Nur, en önemli sorunlardan birinin temizlik görevlisi istihdamı olduğu belirterek şunları söyledi:
"Okullarımızdaki temizlik görevlisi istihdamı, sınıfların çok kalabalık olması, yeterli derslik olmayışı, bütün sınıflar kalabalık olması önemli sorunlardan. Hatta okul müdürleri çaresiz olarak okulların laboratuvarlarını, okulların kütüphanelerini, okulların bilgisayar sınıflarını dershaneye çevirmişler, sınıflardaki öğrenci sayılarını azaltmak için. Bu durum tabi okulun sadece öğretim yapan bir kurumu dönüştürülmesi demek. Eğitim pedagojik alanda zayıfladı onun içinde Milli Eğitim Bakanlığı'nın kısa süreçte mutlaka çok sayıda derslik yani okul yapıp eğitim öğretimin hizmetine sunması lazım. Yine o okullarımıza kadrolu öğretmen atanması gerekiyor hala Milli Eğitim Bakanlığı birçok okulda eğitim öğretim hizmetlerini ücretli öğretmenlerle sürdürüyor, benim çalıştığım okulda bile 3'te 1’i ücretli. 30 öğretmen varsa 10 tanesi ücretli öğretmen bu ücretli öğretmen arkadaşlar da çok az ücretli aynı normal bir öğretmenin yaptığı görevi yapıyorlar onun için onlar da çok mağdurlar."

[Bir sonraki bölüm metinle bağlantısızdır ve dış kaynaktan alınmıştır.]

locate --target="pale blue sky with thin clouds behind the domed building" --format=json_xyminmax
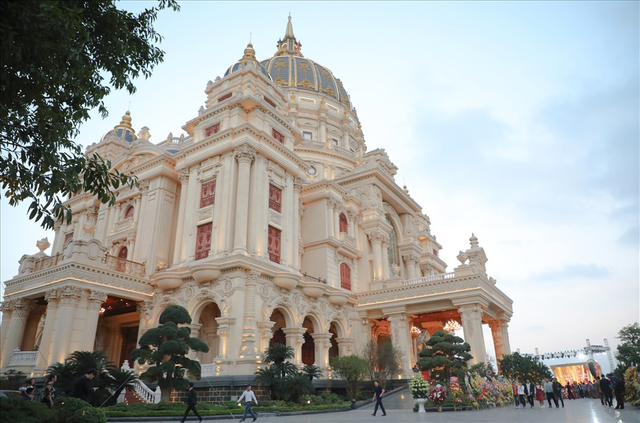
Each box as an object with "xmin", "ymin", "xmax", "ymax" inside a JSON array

"ÖĞRENCİLER VE VELİLER ARASINDA AYRICALIK YAPILMASINI ŞİDDETLE REDDEDİYORUM"
Okul ziyaretleri sırasında neredeyse bütün müdürlerinin dert yandığını belirten Nur, "Bütün okul müdürleri bize dert yanıyorlar. "Bize bırakıldı okullar yeterince destek alamıyoruz" diye. Okulların kaynağı yetersiz, okul aile birliklerinin kaynakları yetersiz. Okul müdürleri ister istemez bizim de hiç doğru bulmadığımız tedbirler alıyorlar" dedi.

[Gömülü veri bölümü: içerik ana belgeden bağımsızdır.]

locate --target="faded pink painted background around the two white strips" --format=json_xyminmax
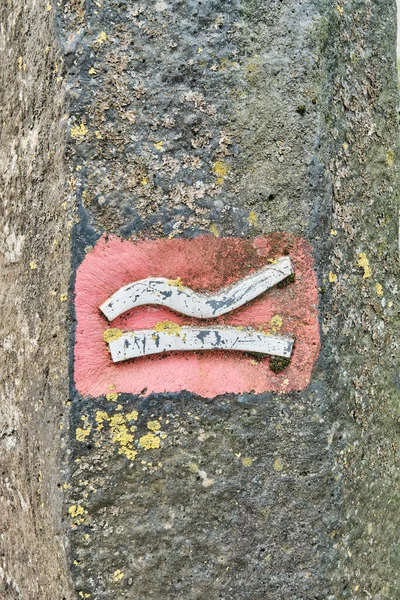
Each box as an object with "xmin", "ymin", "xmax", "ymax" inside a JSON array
[{"xmin": 75, "ymin": 233, "xmax": 320, "ymax": 398}]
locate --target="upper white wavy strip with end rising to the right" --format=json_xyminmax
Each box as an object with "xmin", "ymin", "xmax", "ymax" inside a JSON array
[{"xmin": 100, "ymin": 256, "xmax": 293, "ymax": 321}]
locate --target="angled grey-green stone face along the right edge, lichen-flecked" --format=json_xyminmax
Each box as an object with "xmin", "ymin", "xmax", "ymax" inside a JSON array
[{"xmin": 320, "ymin": 1, "xmax": 400, "ymax": 600}]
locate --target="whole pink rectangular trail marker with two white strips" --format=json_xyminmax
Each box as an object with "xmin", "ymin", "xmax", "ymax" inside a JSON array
[{"xmin": 75, "ymin": 234, "xmax": 319, "ymax": 397}]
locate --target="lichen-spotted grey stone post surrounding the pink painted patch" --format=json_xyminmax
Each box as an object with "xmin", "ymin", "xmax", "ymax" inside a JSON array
[{"xmin": 0, "ymin": 0, "xmax": 400, "ymax": 600}]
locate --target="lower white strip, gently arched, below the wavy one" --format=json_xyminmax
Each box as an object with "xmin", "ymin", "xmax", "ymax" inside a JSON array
[{"xmin": 109, "ymin": 327, "xmax": 294, "ymax": 362}]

Nur konuşmasını şöyle sürdürdü:
"Sınıflarda öğrencilerin velileriyle iletişim kurup onlardan çocuklarınızı şu öğretmene veriyoruz o sınıfta okuyacak dolayısıyla okul aile birliğine şu kadar bağış yaparsanız sizin çocuğunuzu şu öğretmene veririz diye okulda öğrenciler arasında ayırımcılık yapılıyor. Öğretmenlerin sınıfları arasında ayırımcılık yaşanıyor. Okul idaresi de ekonomik kaynak yaratmak için ekonomik durumu iyi olan öğretmenlerden bağış toplayabilmek için böyle hiç pedagojik olmayan, hiç eşitlikçi olmayan bir eğitim uygulamasına uygun olmayan bir yönteme başvuruyorlar. Okullarımızda öğrenciler arasında veliler arasında ayırımcılık yapıp ekonomik kaynak sağlamak için ayrı sınıflar, özel proje sınıfları adı altında çeşitli ayrıcalıklı öğrencilerin eğitim gördüğü sınıfların yaratılmasını şiddetle reddediyorum."